Tuesday, September 14, 2010

The Gun

Rob and I got to enjoy our first day out together yesterday since, er, about 6 years actually. With both the girls in school and us both unemployed (though as yet not dole bludgers), we took advantage of my recent travel commission for The Australian newspaper, writing about a pub in East Sussex, the Gun, that is the start and finish for 4 country walks nearby. Florence was slightly easier to shoehorn off yesterday than last week and eventually allowed herself a hug from Miss Elphick as she waved us off. We drove for about half an hour to Gun Hill, a tiny hamlet tucked away down a tiny lane. Thank God for satnav.  Leaflets, including maps and directions for each walk, are available for free from the pub (and to download as pdfs from the pub website). The Gun is a top pub, dating from the 17th century, sitting all on its tod on a remote country lane on the Wealden Way, one of the area’s most famous and scenic walking routes. The pub garden has a kid’s obstacle course and a place to tie up your horse. Seriously. At 9.30am we set off to do The Fields Walk, a four kilometre route that should take 90 minutes to an hour. The timing is perfect to have us back in time for the lunch service. We had a look online at French head chef Christophe Ferenc’s menu, a hybrid of classic European and British dishes, where possible using locally sourced produce. And a peer through the pub window at the specials board, got our juices flowing - homemade ham hock terrine, pan-roasted rump of lamb, wild mushroom and ricotta risotto, scallops and breaded sardines. 
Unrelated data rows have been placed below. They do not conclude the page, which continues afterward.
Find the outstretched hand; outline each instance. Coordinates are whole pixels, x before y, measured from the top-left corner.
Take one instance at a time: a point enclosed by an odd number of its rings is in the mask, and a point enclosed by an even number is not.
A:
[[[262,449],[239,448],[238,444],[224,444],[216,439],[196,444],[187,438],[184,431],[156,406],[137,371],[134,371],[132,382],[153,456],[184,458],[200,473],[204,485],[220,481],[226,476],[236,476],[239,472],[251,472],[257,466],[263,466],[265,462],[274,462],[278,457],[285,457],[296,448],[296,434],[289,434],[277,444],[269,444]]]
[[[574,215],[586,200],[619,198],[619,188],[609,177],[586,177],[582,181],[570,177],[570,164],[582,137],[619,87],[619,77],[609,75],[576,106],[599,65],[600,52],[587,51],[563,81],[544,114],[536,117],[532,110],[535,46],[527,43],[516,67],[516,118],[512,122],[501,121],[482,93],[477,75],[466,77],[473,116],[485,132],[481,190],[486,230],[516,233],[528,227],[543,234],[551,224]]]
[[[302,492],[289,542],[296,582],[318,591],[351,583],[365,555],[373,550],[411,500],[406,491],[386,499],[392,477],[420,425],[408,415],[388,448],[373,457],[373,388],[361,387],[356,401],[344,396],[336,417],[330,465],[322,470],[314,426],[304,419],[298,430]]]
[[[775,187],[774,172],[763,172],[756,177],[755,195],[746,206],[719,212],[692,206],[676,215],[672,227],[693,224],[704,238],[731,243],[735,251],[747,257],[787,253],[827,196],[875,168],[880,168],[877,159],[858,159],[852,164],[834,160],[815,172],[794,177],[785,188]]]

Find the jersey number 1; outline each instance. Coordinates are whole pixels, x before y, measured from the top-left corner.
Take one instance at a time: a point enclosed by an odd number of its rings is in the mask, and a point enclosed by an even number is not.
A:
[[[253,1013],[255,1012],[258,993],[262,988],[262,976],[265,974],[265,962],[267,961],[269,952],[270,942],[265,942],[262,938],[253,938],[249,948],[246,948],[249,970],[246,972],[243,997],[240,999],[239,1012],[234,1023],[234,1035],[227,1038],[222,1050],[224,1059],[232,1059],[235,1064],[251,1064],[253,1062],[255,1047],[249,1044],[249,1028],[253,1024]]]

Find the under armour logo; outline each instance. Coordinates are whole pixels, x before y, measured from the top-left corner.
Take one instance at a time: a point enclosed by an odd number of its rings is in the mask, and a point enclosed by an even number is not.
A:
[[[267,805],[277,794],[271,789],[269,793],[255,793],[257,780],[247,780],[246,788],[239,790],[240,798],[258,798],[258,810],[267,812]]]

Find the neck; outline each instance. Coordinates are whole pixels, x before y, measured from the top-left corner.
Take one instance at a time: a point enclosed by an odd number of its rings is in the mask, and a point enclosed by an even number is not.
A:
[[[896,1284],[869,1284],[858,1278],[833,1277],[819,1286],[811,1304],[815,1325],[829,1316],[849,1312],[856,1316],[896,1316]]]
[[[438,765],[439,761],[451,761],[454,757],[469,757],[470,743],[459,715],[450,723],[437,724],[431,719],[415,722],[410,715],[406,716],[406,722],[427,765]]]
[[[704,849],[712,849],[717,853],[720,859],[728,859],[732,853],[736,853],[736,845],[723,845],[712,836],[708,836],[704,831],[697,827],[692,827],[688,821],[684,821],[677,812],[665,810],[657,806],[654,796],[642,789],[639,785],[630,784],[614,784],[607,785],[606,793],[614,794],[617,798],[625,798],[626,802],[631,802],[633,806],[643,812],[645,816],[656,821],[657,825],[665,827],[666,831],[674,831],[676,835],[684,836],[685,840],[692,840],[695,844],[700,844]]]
Map in hand, we head off as directed, left from the pub down the lane. Straight away we realise the directions need more detail. We are asked to proceed down the lane to the track marked ‘Pekes Farm’. It would have helped to know this was a good 20 minute walk. Instead we keep thinking we’ve missed the turn off, although the scenery and peace is lovely. We pass thatched cottages with perfectly groomed gardens and dogs asleep in doorways, and enjoy the always amusing English road sign advertising the location of bizarrely-named villages – Lower Dicker and Coggers Cross. The lane is a minor road but the traffic, when it comes, whips along at speed and we’re not surprised to pass the startled corpse of a large badger on the grass verge.We are pleased to finally take the farm track and get into the country proper, passing bucolic cottages, fields of green, edged with wild blackberries and huge mushrooms, fine oaks and a shed, housing a vintage car restorer. Onwards past sheep (that rather put me in mind of the rump of lamb waiting at The Gun) and curious horses. We walk over stiles, through gates, along the edge of a field being ploughed, and across wooden walkways over streams. And then we get lost.
The woods are thick and we can’t see the stile we’re supposed to be heading for. We stumble about a bit before finding our way back to the ploughed field. We use our sense of direction to make it up from here and get to the field on the other side of the wood that we have to walk over to a laneway that houses two beautiful farmhouses. Despite losing our way, we loved it and worked up a sweat as well as an appetite.
back at The Gun we fall on the menu. I go for the fish board, a selection of king prawns, salmon crostini, superb potted mackerel and smoked trout with fresh bread and washed down with a pint of cider. Rob’s choice of the special pan-fried beef fillet doesn’t disappoint. We have sufficient bramble cuts to prove we’ve been walking and despite taking us closer to two and half hours, we’ve enjoyed the walk and the food so much we’re already planning to return to do the other three walks.